There is only one described species in the genus, S. hydrophila Wouts & Sher, 1971   , although some undetermined populations are reported in the literature. Wouts & Sher (1971) collected specimens of the genus Sarisodera   from soil or roots from several habitats and localities in California including willow ( Salix lasiolepis Benth.   , Salicaceae   ) from Riverside County; fern ( Polypodiaceae   ) and laurel ( Lauraceae   ) from the University of California, Berkeley campus; fern from Humboldt County; ironwood ( Lyonothamnus floribundus Gray   , Rosaceae   ) from Santa Cruz Island; pine ( Pinus   sp., Pinaceae   ) from Monterey; and oak ( Quercus   sp., Fagaceae   ) from Santa Barbara. They claimed that these collections appear to represent at least five species but sufficient specimens of only the willow population, which they described as S. hydrophila   , were available at the time.

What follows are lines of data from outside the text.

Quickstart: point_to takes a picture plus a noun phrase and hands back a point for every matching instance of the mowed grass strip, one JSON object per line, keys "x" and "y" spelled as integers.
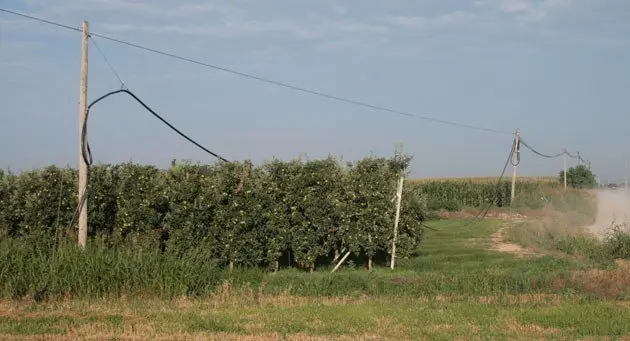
{"x": 438, "y": 318}
{"x": 455, "y": 288}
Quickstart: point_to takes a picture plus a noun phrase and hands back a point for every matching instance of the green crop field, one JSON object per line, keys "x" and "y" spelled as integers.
{"x": 240, "y": 252}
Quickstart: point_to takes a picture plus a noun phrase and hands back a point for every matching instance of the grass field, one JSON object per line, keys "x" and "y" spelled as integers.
{"x": 458, "y": 287}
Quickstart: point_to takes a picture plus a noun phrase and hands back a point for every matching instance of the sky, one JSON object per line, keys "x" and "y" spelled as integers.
{"x": 556, "y": 69}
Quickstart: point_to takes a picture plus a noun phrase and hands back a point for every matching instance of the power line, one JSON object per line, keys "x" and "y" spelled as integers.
{"x": 553, "y": 156}
{"x": 86, "y": 152}
{"x": 122, "y": 83}
{"x": 270, "y": 81}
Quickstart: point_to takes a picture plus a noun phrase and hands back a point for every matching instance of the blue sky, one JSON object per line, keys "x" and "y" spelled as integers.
{"x": 556, "y": 69}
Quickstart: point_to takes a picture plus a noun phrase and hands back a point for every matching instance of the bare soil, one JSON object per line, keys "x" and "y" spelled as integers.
{"x": 613, "y": 207}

These authors also mentioned that specimens reported as Heterodera   sp. by Nickle (1960) from white pine ( Pinus monticola Dougl.   , Pinaceae   ) in Idaho could be considered as a species of the genus Sarisodera   . Mundo-Ocampo & Baldwin (1983a) considered Populus   ( Salicaceae   ) and Lyonothamnus   ( Rosaceae   ) as hosts of this nematode at the type locality and Santa Cruz Island, respectively. Choi & Kim (2001) found S. hydrophila   around the roots of a deciduous tree ( Fraxinus rhynchophylla   , Oleaceae   ) in Korea. Sturhan (2018) found two populations from rhizosphere soil of an unidentified tree of the family Fagaceae   and wild banana in northern Vietnam that are closely related to S. hydrophila   .

Luc et al. (1973) described S. africana   from guinea grass ( Panicum maximum   , Poaceae   ) from Senegal, but Baldwin & Bell (1985) emended the diagnosis of Sarisodera   to exclude cysts, which do not form in the type species, S. hydrophila   . They then transferred S. africana   to their new genus Afenestrata   . Later, Mundo-Ocampo et al. (2008) synonymized Afenestrata   with Heterodera   .

The histopathology of two populations of S. hydrophila   was examined on willow ( Salix lasiolepis Eenth.   , Salicaceae   ), cottonwood ( Populus fremontii Wats.   , Salicaceae   ), and ironwood ( Lyonothamnus floribundus Gray   , Rosaceae   ) using light microscopy as well as scanning and transmission electron microscopy. S. hydrophila   induces formation of a single uninucleate hypertrophied cell (giant cell) which varies only slightly among the three hosts. Cell wall ingrowths, such as those associated with host responses to certain other plant-parasitic nematodes, were not observed in giant cells induced by S. hydrophila   ( Mundo-Ocampo & Baldwin 1983a).